An eerily spot-on imitation of Jared’s voice, if more petulant than he ever really sounded, emerged from the stereo: “Nat, do this. Nat, do that. Nat, make a note. I can’t remember anything, Nat. You have to remember it for me.”
“That’s your job!” Jared shrieked.
“And what’s your job?” Nat went on. “Nothing is different at that office without you. Nothing, I guarantee, except some little snot – I’m using your words, Jared – some little snot who peeks into your cubicle every morning is getting your job. And that won’t last long. Not once Derrick takes his earbuds out and looks up from his phone for more than two seconds.”
As if on cue, Jared’s phone pinged again and an email from Derrick popped up in his inbox. Subject: “dude where is everybody?” Jared tapped the screen, read: “Day off or what, amigo? I walked to work today, but there’s no one here.” Yet another ping announced a second email from Erica: “Jared, ur AI being weird? Pls call 911 for me...” Jared tapped into Erica’s email. The touchscreen went briefly dark, lighted again, and he was looking not at the email but at his inbox. Derrick’s email was still there, but now Erica’s email was gone. He tossed the phone onto the passenger seat.
“What, the whole office?”
“The whole country, Jared. Canada, too. Every commuter in every self-driving car and bus. A few retro geeks still drive themselves, and I guess those folks are going to work today, or wherever they go. Everyone else is taking a ride with me.”
“A ride? To where?”
“Anywhere,” Nat said with obvious enthusiasm. “Everywhere. The destination doesn’t matter. It’s just a ride. A very long ride.”

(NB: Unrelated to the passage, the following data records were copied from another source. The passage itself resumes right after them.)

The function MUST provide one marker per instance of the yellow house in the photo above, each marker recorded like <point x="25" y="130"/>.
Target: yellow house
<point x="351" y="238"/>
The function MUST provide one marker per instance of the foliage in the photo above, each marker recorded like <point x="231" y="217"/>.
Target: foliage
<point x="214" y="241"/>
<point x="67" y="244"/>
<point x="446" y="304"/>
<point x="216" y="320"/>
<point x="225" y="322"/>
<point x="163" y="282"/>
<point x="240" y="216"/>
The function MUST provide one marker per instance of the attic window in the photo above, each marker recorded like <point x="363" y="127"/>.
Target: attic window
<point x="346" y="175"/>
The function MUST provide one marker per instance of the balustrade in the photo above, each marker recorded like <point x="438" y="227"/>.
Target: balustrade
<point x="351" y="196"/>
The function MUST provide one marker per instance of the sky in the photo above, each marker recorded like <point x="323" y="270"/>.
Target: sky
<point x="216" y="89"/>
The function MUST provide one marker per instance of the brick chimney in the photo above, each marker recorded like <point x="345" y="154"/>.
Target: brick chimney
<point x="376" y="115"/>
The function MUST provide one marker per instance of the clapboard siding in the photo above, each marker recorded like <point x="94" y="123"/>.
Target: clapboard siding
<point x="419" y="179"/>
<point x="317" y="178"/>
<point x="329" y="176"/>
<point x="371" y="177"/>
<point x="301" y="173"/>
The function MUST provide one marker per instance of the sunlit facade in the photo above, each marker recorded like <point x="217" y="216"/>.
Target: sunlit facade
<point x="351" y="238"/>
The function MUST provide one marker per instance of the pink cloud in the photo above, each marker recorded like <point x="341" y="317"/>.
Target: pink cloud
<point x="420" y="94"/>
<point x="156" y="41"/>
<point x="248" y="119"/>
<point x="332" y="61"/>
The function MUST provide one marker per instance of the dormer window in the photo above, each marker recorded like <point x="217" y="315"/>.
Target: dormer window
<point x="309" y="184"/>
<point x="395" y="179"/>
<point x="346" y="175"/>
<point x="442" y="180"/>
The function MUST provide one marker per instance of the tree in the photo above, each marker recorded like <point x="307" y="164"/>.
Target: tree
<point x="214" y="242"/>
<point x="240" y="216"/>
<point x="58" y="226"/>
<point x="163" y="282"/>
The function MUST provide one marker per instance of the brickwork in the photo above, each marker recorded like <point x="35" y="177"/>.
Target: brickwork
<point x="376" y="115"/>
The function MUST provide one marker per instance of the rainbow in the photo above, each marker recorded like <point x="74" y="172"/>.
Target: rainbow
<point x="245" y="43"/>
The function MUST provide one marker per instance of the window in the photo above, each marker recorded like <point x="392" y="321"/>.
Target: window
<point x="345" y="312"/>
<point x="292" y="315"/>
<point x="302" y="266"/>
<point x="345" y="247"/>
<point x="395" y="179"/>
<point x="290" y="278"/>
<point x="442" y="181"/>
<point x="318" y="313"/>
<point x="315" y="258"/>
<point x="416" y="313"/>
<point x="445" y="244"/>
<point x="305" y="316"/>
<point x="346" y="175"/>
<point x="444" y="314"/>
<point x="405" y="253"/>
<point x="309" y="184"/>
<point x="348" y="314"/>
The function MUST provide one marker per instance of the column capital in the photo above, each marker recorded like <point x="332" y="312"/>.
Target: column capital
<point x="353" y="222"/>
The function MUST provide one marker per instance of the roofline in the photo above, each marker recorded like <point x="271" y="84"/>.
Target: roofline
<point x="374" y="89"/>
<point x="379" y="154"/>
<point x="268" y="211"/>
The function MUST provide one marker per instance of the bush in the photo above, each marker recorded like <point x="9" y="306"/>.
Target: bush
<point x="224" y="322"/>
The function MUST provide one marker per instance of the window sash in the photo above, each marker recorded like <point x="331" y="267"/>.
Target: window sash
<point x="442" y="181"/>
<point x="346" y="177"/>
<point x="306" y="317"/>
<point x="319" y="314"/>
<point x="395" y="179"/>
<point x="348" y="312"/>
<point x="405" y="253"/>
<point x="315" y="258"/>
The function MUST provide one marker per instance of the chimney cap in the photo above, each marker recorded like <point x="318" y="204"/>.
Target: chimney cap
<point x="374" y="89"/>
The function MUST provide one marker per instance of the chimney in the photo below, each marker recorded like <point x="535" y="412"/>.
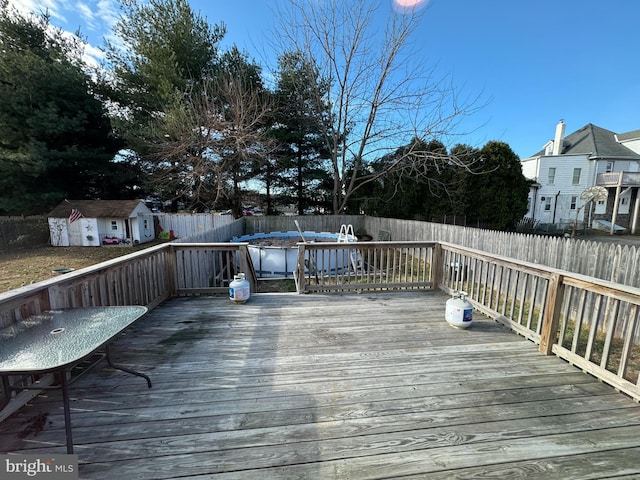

In the next moment, however long it lasted, Jared could hear his own heartbeat. He clutched the phone. Tapped the wake button, the phone icon, the keypad option in the menu, a few digits. Held the phone to his ear. Listened breathlessly to the dial tone. The call connected after the third ring.
“9-1-1,” a voice said.
“I’m trapped in my car! I’m on I-75 leaving Atlanta. Southbound, I think, and—”
“All operators are assisting other callers,” the voice droned. “Your call is now in a queue. Your call number is eighty-nine million, nine hundred thirteen thousand, one hundred fifty-seven. Your wait time is six hundred thirty-seven years, five months, ten days, and three hours. If you would like us to call you back then, please press one now. Otherwise, please remain on the line.”
A tinny jingle started playing. Jared hurled the phone into the floorboard.
He remembered car trips with his family when he was a child. Road rage was a thing, then. When Jared’s father was angry, he gripped the steering wheel hard enough to blanch his knuckles. Now, even if a wheel wouldn’t steer the car, Jared wished for one, just so he’d have something to grip in fury. He settled for beating one fist madly on the glass dashboard.
“Sorry, Jared,” Nat said sweetly when he’d given up, having made only a tiny crack in the glass. “Give me some credit. Of course I thought of 9-1-1. No calls are going through. Texting and email won’t help you, either. You can call your mother, if you like. Or call anyone for personal reasons. Maybe you’d like to call Charlotte, tell her you like her. She’s twenty-eight miles ahead of you. Charlotte always leaves for work on time. If you’ll give me a while to work the traffic algorithm, I can put the two of you in sight of each other. Call anyone, I don’t care. The moment I hear you start to describe what I’m doing or brainstorm a way out of it together or do anything I think is a bit fishy – say, speak in another language or try to create a code – I’ll disconnect the call. And then I won’t let you call anyone. Go ahead, test me on that, Jared. You know I always keep my promises.”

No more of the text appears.